On the football field, the Immokalee High School football team had an unforgettable run to the Class 5A state championship game.
Off the field, coach Jerrod Ackley had an unforgettable run of problems with parents and others, prompting him to resign.
Ackley, who guided the Immokalee Indians to an 11-4 record and state runner-up status, turned in his resignation from coaching Monday morning. The school immediately advertised the open position on the Florida High School Athletic Association website.
Ackley remains, for the moment, employed at Immokalee High as a special education teacher.
“There were some members of the community who hadn’t accepted me and wouldn’t accept me,” said Ackley, who did not want to name anyone. “Their kids were still in the football program. Rather than subject myself to another season of turmoil, I just thought it would be best to move on.
“It was an ongoing thing from the beginning of the year to the end of the year.”
Even as the Indians consoled one another in the aftermath of the 21-20 Class 5A state title game loss to Tallahassee Godby on Dec. 14 at the Citrus Bowl in Orlando, Ackley said he knew he had coached the Indians for the last time.
Mistakes in that game, Ackley said, were a microcosm of a regular season full of distractions.
On Sept. 7, for example, a few Immokalee fans berated the Indians coaches from the stands from the Naples High visiting bleachers. A shouting match resulted in several players and an assistant coach running into the stands to confront those unruly fans.
“I had known that,” Ackley said of his impending resignation.
“It was a season to learn from all the way around. For everyone. It was a season I’ll never forget, but I knew by the end of it that it was time to go. It was too much turmoil. Too much adversity.”
Ackley had a 5-6 record in 2010, an 11-2 finish in 2011 and 11-4 last season for a 27-12 record at the school.
“We’re going to do a thorough, thorough search,” Immokalee athletic director Tony Allen said of finding Ackley’s successor.
“We feel the kids deserve it. We’re going to take as much time as we need to, to find the right person.
“People are doing this type of thing at every level. You had a coach playing in the national championship game who interviewed for another job. So it’s not really a surprise. We just want to do the best for our kids.”
Immokalee principal Mary Murray said the school received five applications within the first hour of posting the opening.
“We’re expecting a number of applicants,” Murray said. “We graduate a number of kids, but we have a lot of talent coming up. We are hoping to have a head coach in place by March 1. We’ve got a good program going. We want the new coach to take over where coach Ackley has left off.”
Murray said she did not discuss at length with Ackley his issues with the people in the community who did not support him. She said she was confident things would work well in favor of the next coach.
“We would spend a lot of time introducing him to the community, to the coaches and players,” Murray said of Ackley’s successor. “We want the transition to be a smooth one. We’re a very close-knit community. We want to make sure that people are on board with the new coach.”

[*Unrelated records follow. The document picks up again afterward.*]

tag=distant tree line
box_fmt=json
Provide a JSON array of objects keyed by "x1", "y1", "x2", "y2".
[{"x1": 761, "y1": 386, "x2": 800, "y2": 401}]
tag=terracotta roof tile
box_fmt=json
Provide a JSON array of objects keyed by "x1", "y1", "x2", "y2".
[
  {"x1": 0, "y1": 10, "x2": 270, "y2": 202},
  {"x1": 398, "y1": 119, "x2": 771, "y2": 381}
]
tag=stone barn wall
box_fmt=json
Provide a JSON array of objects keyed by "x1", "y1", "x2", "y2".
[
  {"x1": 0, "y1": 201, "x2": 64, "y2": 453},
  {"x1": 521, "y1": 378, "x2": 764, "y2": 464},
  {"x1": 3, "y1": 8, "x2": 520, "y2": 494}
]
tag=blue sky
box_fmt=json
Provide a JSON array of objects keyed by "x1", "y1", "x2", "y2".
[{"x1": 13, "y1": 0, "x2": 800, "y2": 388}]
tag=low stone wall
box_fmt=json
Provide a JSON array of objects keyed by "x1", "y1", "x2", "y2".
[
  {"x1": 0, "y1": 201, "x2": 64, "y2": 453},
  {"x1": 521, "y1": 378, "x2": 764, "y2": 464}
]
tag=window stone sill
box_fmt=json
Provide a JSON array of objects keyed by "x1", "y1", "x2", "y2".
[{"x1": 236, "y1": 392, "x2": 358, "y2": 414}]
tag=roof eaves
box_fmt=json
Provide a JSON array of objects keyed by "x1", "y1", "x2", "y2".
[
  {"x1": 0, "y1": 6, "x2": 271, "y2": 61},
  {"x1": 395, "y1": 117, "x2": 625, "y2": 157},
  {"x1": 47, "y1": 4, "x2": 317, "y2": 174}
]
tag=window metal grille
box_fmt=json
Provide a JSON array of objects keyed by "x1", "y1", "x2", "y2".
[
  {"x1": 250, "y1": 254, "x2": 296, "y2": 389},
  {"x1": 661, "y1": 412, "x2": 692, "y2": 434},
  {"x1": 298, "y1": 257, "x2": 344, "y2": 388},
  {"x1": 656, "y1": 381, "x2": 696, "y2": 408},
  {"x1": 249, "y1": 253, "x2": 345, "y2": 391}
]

Ackley said his well wishes for Immokalee’s returning players factored into turning in his resignation now, giving the school three full months to find a new coach before spring practices begin. He said he would look to relocate closer to his native Idaho, targeting Texas as a potential destination.
“I really care about the kids,” Ackley said. “I want to see that they’re put in the best situation they can be in.”
Ackley, 40, has two sons, ages 4 and 1.
“One of them is about ready to start school,” Ackley said. “I want to create some stability for them.”
John Weber, who coached at Immokalee for 10 seasons in 1998-2007, said the school should hire a new coach who has thrived in similar surroundings to Immokalee, a low-income, close-knit, farming community.
“They need a guy who’s going to have some discipline, who’s not afraid to say something,” Weber said. “And they need a guy who’s going to get out there in the community and is going to be visible. There are great kids out there. You have to be honest out there, but you’ve got to be tough.
“They’re always going to have enough talent out there to be a winner.”
Weber, 68, said he doubted he would apply.
“I don’t think so,” he said. “It’s not likely. I’ll think about it. Sometimes you let things play the way they are. It’s not a good time for me to think about doing something like that.”